A cell's ability to adjust its rate of glycolysis relative to oxidative metabolism allows it to adapt to changes in nutrient availability and energy demands. Targeting such shifts could be therapeutically useful in diseases like cancer, in which tumour cells rely more heavily on glycolysis, or in ischaemia and stroke, in which there is an increase in mitochondrial respiration as oxygen availability becomes limited. Mootha and colleagues present a nutrient-sensitized screening assay to identify agents that can shift cell metabolism, and demonstrate its application to uncover new roles for approved drugs that had not previously been linked to energy metabolism.

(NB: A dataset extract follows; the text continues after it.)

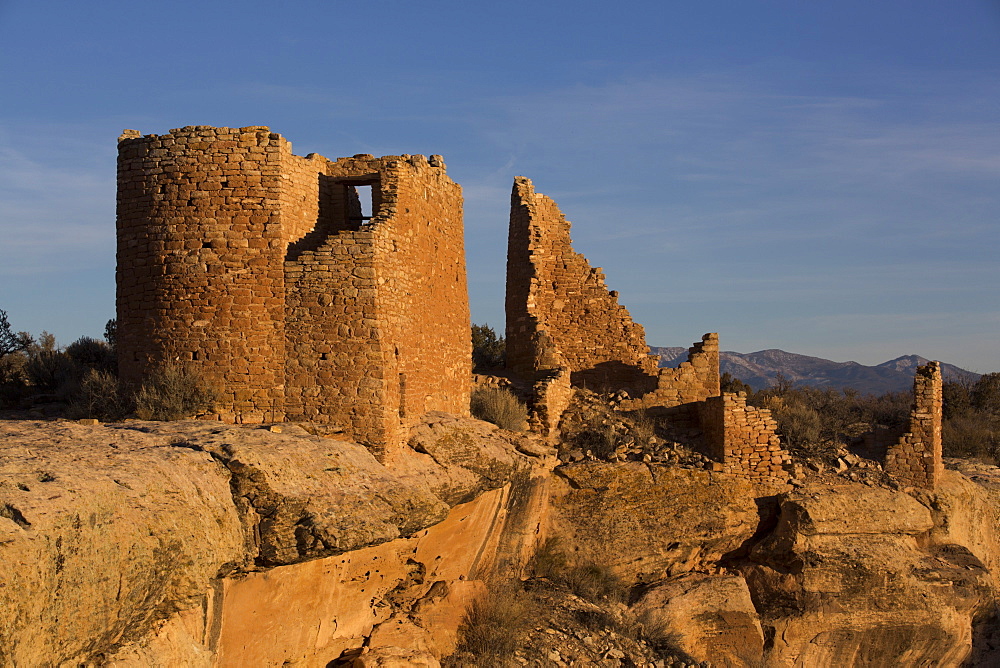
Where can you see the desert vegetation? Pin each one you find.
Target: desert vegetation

The authors compared the effects of more than 3,500 small molecules on the growth and proliferation of fibroblasts cultured in either glucose- or galactose-containing media. As expected, known chemotherapeutic agents inhibited the rapid proliferation of cells in glucose, whereas agents that are known to inhibit the mitochondrial respiratory chain — for example, the antimalarials mefloquine and artemisinin — inhibited the growth of cells in galactose-containing media (which rely more heavily on mitochondrial respiration for ATP production).

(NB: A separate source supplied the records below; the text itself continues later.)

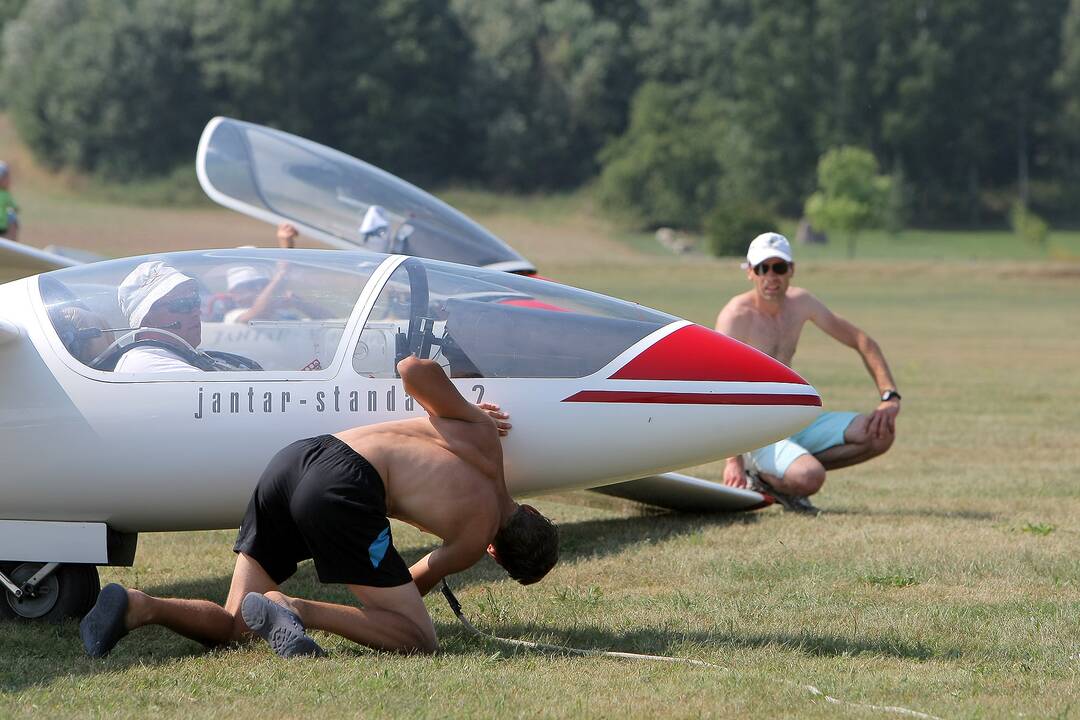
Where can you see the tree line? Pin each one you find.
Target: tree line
(683, 113)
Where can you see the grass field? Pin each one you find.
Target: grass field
(944, 576)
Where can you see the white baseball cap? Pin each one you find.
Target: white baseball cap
(768, 245)
(144, 286)
(238, 276)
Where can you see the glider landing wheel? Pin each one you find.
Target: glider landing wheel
(69, 592)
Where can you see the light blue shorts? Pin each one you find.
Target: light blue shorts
(823, 433)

Interestingly, meclizine, a non-prescription drug for nausea and vertigo, redirected oxidative metabolism towards glycolysis. This effect did not seem to depend on its established antagonistic effects on histamine or muscarinic acetylcholine receptors, and was not observed in isolated mitochondria. These findings suggest that meclizine inhibits mitochondrial respiration indirectly, although a transcriptional mechanism is unlikely, as no changes in the stability of hypoxia-inducible factors were observed.

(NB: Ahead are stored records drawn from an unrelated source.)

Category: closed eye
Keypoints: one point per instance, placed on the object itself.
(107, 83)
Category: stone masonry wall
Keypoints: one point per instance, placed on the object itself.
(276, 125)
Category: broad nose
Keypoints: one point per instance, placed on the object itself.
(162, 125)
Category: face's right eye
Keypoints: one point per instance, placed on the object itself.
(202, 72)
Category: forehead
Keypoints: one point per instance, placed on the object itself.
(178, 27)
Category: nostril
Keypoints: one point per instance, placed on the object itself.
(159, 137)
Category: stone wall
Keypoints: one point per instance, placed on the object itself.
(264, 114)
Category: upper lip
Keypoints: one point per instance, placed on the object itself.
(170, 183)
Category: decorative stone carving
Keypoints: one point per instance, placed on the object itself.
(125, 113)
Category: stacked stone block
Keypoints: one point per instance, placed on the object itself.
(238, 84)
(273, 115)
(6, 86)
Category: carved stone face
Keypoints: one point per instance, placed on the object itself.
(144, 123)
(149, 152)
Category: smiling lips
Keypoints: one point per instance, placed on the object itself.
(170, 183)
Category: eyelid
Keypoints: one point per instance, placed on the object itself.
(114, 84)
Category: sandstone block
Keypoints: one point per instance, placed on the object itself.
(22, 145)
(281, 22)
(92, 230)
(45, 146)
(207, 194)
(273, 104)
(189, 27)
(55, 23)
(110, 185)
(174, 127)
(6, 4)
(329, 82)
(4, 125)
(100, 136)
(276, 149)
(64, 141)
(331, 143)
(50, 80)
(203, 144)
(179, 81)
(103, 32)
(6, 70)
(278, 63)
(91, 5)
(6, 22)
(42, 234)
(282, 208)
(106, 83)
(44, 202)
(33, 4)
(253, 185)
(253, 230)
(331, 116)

As agents that inhibit mitochondrial respiration have been shown to confer protection against stroke and myocardial infarction, the authors tested whether meclizine could protect rat cardiomyocytes in an ex vivo model of ischaemic injury and in primary mouse neurons following transient middle artery cerebral occlusion. In both cases, prior administration of well-tolerated meclizine doses reduced the area of infarction, suggesting a potential novel indication for this drug.

Although intervening in energy metabolism is therapeutically promising, there are a limited number of agents that have the potential to safely achieve this goal at present. This study shows how a simple screening assay could be used to expand the arsenal of such agents, on the one hand, identifying lead compounds for prophylactic treatments for ischaemia–reperfusion, and on the other, agents that could be of value in cancer and other proliferative diseases.